Un passo dopo l'altro, entrò tra mura di marmo e
tra pilastri
che si alzavano fino a sfiorare i cristalli dei lampadari.
«E' questo il posto?» chiese il ragazzo, gettando
un'occhiata
alle sue spalle.
«Oh, non è magnifico?» una donna dai
capelli raccolti in una
treccia gli posò una mano sulla spalla. «Dobbiamo
attendere gli
altri, mi sa che siamo un po' in anticipo...»
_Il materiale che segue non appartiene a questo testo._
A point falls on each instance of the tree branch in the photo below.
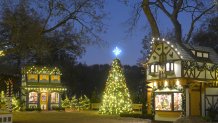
(72, 15)
(51, 4)
(194, 21)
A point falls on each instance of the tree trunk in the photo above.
(151, 19)
(178, 30)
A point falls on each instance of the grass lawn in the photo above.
(70, 117)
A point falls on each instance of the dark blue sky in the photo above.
(116, 36)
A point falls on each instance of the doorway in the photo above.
(44, 101)
(195, 103)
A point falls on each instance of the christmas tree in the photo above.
(116, 97)
(66, 103)
(74, 102)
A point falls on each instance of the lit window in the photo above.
(154, 68)
(43, 97)
(169, 66)
(177, 101)
(33, 97)
(54, 97)
(44, 78)
(193, 52)
(199, 54)
(163, 102)
(32, 77)
(168, 101)
(205, 55)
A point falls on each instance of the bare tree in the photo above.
(172, 9)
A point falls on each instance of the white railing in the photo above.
(6, 118)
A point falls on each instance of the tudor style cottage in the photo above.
(41, 87)
(182, 80)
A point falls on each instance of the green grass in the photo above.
(71, 117)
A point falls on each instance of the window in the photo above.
(163, 102)
(33, 97)
(177, 101)
(193, 51)
(199, 54)
(154, 68)
(55, 78)
(43, 97)
(32, 77)
(54, 97)
(44, 78)
(168, 101)
(169, 66)
(205, 55)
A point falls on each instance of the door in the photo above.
(195, 103)
(44, 101)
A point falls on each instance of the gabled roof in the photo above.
(185, 51)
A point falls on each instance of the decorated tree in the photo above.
(66, 103)
(74, 102)
(116, 97)
(86, 102)
(2, 100)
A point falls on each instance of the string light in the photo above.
(167, 42)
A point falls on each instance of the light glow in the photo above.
(116, 51)
(2, 53)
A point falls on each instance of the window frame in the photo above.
(172, 101)
(57, 101)
(171, 67)
(155, 68)
(33, 102)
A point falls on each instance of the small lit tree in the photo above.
(74, 102)
(2, 100)
(86, 102)
(15, 104)
(116, 97)
(66, 103)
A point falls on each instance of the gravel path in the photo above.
(70, 117)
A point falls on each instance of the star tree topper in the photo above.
(116, 51)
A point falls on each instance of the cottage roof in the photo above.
(186, 52)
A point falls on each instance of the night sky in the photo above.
(116, 35)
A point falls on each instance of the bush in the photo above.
(134, 115)
(33, 109)
(57, 108)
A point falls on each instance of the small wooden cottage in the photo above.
(182, 80)
(41, 87)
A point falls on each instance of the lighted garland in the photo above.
(116, 97)
(180, 89)
(167, 42)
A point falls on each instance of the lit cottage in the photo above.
(41, 87)
(182, 80)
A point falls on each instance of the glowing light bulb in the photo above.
(116, 51)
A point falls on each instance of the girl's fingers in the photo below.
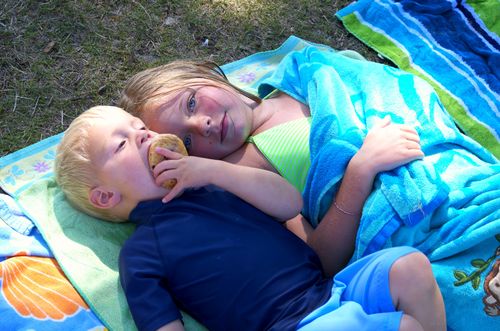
(168, 153)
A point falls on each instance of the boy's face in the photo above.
(119, 150)
(212, 121)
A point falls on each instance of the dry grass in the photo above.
(58, 58)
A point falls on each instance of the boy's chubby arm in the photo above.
(263, 189)
(386, 146)
(172, 326)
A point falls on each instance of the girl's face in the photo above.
(212, 121)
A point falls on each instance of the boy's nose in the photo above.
(142, 137)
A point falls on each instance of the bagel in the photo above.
(171, 142)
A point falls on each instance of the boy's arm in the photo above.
(385, 148)
(263, 189)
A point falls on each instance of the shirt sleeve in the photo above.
(142, 276)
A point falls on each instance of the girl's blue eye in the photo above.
(187, 142)
(191, 104)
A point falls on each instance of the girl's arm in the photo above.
(385, 147)
(261, 188)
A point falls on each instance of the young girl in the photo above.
(331, 106)
(217, 120)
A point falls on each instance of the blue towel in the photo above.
(454, 45)
(447, 204)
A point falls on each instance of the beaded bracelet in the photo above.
(342, 210)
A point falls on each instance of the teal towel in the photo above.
(447, 204)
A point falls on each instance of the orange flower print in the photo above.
(36, 287)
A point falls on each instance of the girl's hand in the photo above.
(388, 146)
(188, 171)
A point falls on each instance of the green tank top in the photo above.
(286, 147)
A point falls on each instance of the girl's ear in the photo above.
(103, 197)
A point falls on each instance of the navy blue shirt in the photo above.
(226, 263)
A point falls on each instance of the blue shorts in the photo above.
(361, 298)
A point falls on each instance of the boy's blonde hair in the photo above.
(75, 172)
(147, 86)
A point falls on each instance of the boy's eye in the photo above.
(187, 142)
(191, 103)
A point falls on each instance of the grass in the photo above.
(58, 58)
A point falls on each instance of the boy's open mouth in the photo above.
(223, 127)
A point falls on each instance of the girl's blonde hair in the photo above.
(74, 169)
(147, 86)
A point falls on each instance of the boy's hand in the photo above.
(189, 171)
(388, 146)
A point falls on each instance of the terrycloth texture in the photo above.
(87, 249)
(447, 205)
(454, 45)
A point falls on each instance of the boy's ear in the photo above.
(104, 197)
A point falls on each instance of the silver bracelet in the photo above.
(342, 210)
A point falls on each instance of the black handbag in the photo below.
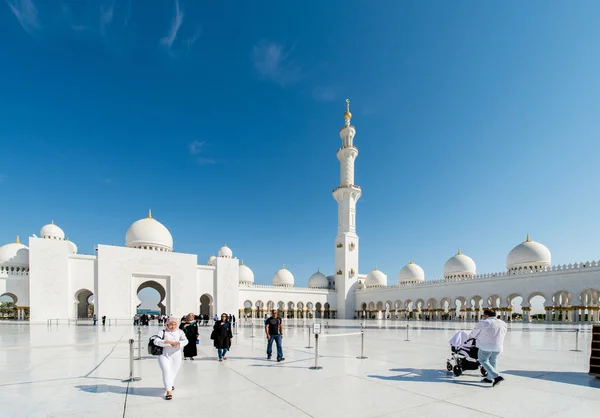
(153, 349)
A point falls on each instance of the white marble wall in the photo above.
(49, 279)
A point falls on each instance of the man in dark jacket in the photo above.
(274, 331)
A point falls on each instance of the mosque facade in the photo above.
(48, 279)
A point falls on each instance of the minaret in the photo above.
(346, 242)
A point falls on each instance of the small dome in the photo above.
(528, 254)
(376, 278)
(246, 275)
(14, 254)
(72, 247)
(318, 281)
(149, 233)
(225, 251)
(283, 278)
(52, 231)
(411, 273)
(211, 260)
(459, 265)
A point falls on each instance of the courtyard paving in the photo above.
(63, 371)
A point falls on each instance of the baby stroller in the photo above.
(464, 354)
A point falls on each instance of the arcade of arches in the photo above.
(162, 294)
(560, 307)
(289, 310)
(10, 309)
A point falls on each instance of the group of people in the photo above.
(174, 339)
(489, 333)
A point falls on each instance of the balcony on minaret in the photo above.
(346, 186)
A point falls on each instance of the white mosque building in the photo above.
(49, 279)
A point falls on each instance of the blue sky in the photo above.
(477, 123)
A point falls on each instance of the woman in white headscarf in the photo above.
(171, 340)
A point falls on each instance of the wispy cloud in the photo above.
(175, 25)
(197, 150)
(324, 94)
(196, 147)
(26, 12)
(106, 17)
(272, 62)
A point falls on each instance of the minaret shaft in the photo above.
(346, 242)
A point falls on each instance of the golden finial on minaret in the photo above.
(347, 115)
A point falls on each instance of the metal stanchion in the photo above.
(131, 378)
(362, 345)
(316, 366)
(576, 341)
(139, 344)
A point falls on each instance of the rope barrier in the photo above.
(131, 377)
(341, 335)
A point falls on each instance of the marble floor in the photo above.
(78, 371)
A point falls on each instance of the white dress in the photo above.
(170, 360)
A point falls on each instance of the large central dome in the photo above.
(528, 255)
(149, 234)
(459, 265)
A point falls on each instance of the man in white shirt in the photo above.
(490, 333)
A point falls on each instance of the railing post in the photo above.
(316, 366)
(576, 341)
(309, 346)
(362, 345)
(131, 378)
(139, 343)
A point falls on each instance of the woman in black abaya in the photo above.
(190, 329)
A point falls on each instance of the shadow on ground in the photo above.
(571, 378)
(429, 376)
(121, 390)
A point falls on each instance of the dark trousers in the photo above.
(277, 339)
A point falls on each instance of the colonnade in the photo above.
(292, 313)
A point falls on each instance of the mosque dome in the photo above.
(318, 281)
(459, 265)
(72, 247)
(149, 234)
(14, 254)
(529, 255)
(411, 273)
(376, 278)
(225, 252)
(52, 231)
(283, 278)
(211, 260)
(246, 275)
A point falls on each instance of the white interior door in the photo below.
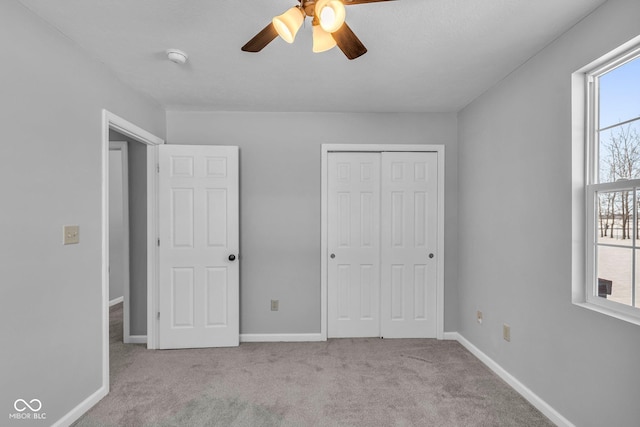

"Puoi dirlo, mà. Grazie alla tua fretta del cavolo"
pensò il ragazzo, allentando il nodo della cravatta.
- - -
«Guarda, Seb!» - la madre entrò
nella stanza, scuotendo un
foglio di carta- «Il gruppo organizza una serata danzante a
tema!»
afferrò Sebastian per un braccio, scuotendolo. «E'
da un sacco che
non combiniamo niente!»
«Mà, non rompere. E poi non so balla-»
La madre gli posò l'indice sulle labbra. «Oh, non
dire
sciocchezze, tutti i ragazzi di 20 anni sanno ballare. E
poi...» -
chinò le guance rossastre verso di lui, sorridendo-
«...viene anche
Nadine!»
Sebastian sussultò. «Na-nadine? Sicura?»
- - -
Sebastian alzò il viso verso un lampadario, i
frammenti di
cristallo scendevano a grappolo. Eccolo lì, lui, che sapeva
sì e no
posare i piedi su una pista da ballo.
"Mia madre mi trascinerà a forza nella pista, come minimo".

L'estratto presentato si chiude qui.